Classification

David Wagner is the primary author of this chapter.

Machine learning is a class of techniques for automatically finding patterns in data and using it to draw inferences or make predictions. You have already seen linear regression, which is one kind of machine learning. This chapter introduces a new one: classification.

Classification is about learning how to make predictions from past examples. We are given some examples where we have been told what the correct prediction was, and we want to learn from those examples how to make good predictions in the future. Here are a few applications where classification is used in practice:

For each order Amazon receives, Amazon would like to predict: is this order fraudulent? They have some information about each order (e.g., its total value, whether the order is being shipped to an address this customer has used before, whether the shipping address is the same as the credit card holder's billing address). They have lots of data on past orders, and they know which of those past orders were fraudulent and which weren't. They want to learn patterns that will help them predict, as new orders arrive, whether those new orders are fraudulent.
Online dating sites would like to predict: are these two people compatible? Will they hit it off? They have lots of data on which matches they've suggested to their customers in the past, and they have some idea which ones were successful. As new customers sign up, they'd like to make predictions about who might be a good match for them.
Doctors would like to know: does this patient have cancer? Based on the measurements from some lab test, they'd like to be able to predict whether the particular patient has cancer. They have lots of data on past patients, including their lab measurements and whether they ultimately developed cancer, and from that, they'd like to try to infer what measurements tend to be characteristic of cancer (or non-cancer) so they can diagnose future patients accurately.
Politicians would like to predict: are you going to vote for them? This will help them focus fundraising efforts on people who are likely to support them, and focus get-out-the-vote efforts on voters who will vote for them. Public databases and commercial databases have a lot of information about most people: e.g., whether they own a home or rent; whether they live in a rich neighborhood or poor neighborhood; their interests and hobbies; their shopping habits; and so on. And political campaigns have surveyed some voters and found out who they plan to vote for, so they have some examples where the correct answer is known. From this data, the campaigns would like to find patterns that will help them make predictions about all other potential voters.

All of these are classification tasks. Notice that in each of these examples, the prediction is a yes/no question -- we call this binary classification, because there are only two possible predictions.

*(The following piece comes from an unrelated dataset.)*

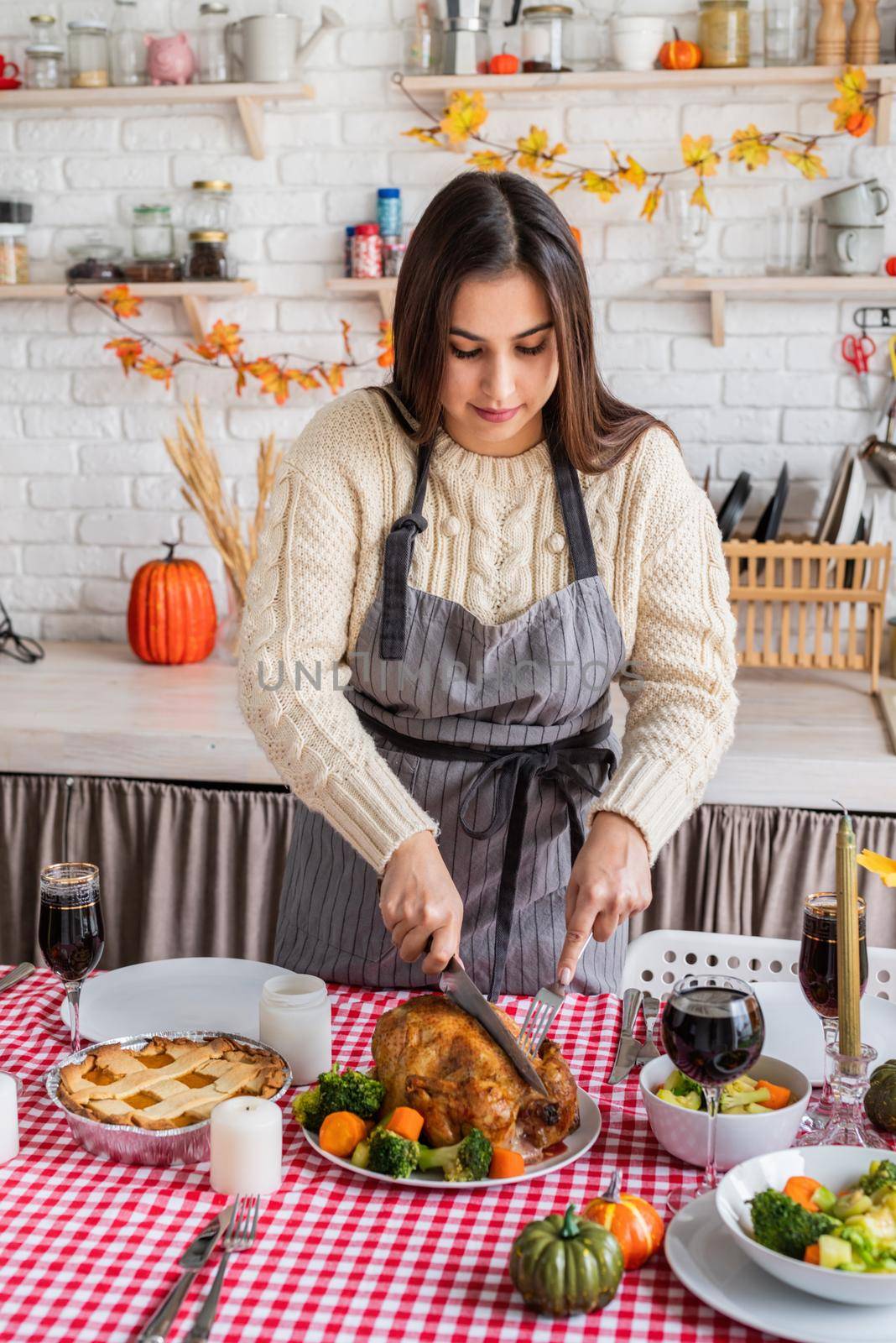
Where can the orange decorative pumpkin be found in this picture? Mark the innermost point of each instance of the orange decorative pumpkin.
(635, 1222)
(680, 55)
(170, 614)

In a classification task, each individual or situation where we'd like to make a prediction is called an observation. We ordinarily have many observations. Each observation has multiple attributes, which are known (for example, the total value of the order on Amazon, or the voter's annual salary). Also, each observation has a class, which is the answer to the question we care about (for example, fraudulent or not, or voting for you or not).

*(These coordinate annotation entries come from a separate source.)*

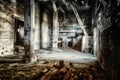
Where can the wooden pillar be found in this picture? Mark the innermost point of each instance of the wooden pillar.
(55, 27)
(29, 30)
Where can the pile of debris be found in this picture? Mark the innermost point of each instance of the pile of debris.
(59, 70)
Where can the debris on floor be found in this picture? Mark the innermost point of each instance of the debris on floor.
(52, 70)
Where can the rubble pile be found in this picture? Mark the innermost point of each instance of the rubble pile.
(59, 70)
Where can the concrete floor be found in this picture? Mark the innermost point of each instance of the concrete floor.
(66, 54)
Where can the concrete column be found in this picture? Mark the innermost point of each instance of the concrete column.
(55, 27)
(96, 40)
(37, 27)
(45, 31)
(87, 44)
(29, 29)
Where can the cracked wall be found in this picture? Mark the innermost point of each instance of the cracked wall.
(7, 12)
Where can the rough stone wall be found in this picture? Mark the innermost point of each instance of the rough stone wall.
(7, 12)
(108, 53)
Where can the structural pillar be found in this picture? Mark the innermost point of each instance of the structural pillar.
(55, 27)
(45, 31)
(37, 27)
(29, 30)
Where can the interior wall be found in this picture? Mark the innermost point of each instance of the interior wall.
(7, 22)
(108, 53)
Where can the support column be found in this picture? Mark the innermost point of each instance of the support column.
(37, 26)
(45, 31)
(29, 30)
(55, 27)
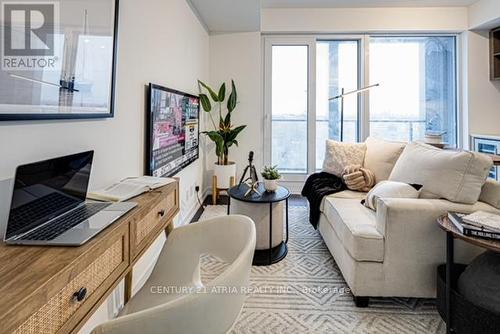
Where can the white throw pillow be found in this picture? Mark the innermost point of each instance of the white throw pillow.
(391, 189)
(381, 156)
(339, 155)
(457, 176)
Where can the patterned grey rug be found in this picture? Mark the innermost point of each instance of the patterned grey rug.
(306, 293)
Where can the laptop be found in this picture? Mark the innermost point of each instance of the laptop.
(49, 204)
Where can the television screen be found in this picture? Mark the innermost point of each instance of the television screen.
(172, 131)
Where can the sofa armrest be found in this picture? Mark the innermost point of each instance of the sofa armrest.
(417, 211)
(414, 244)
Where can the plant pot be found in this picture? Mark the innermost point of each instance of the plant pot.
(224, 174)
(271, 185)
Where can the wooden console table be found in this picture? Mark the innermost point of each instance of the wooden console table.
(56, 289)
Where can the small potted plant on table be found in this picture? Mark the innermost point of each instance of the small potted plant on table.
(271, 177)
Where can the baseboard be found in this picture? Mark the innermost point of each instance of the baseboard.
(194, 209)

When Amazon is predicting whether orders are fraudulent, each order corresponds to a single observation. Each observation has several attributes: the total value of the order, whether the order is being shipped to an address this customer has used before, and so on. The class of the observation is either 0 or 1, where 0 means that the order is not fraudulent and 1 means that the order is fraudulent. When a customer makes a new order, we do not observe whether it is fraudulent, but we do observe its attributes, and we will try to predict its class using those attributes.

Classification requires data. It involves looking for patterns, and to find patterns, you need data. That's where the data science comes in. In particular, we're going to assume that we have access to training data: a bunch of observations, where we know the class of each observation. The collection of these pre-classified observations is also called a training set. A classification algorithm is going to analyze the training set, and then come up with a classifier: an algorithm for predicting the class of future observations.

Classifiers do not need to be perfect to be useful. They can be useful even if their accuracy is less than 100%. For instance, if the online dating site occasionally makes a bad recommendation, that's OK; their customers already expect to have to meet many people before they'll find someone they hit it off with. Of course, you don't want the classifier to make too many errors — but it doesn't have to get the right answer every single time.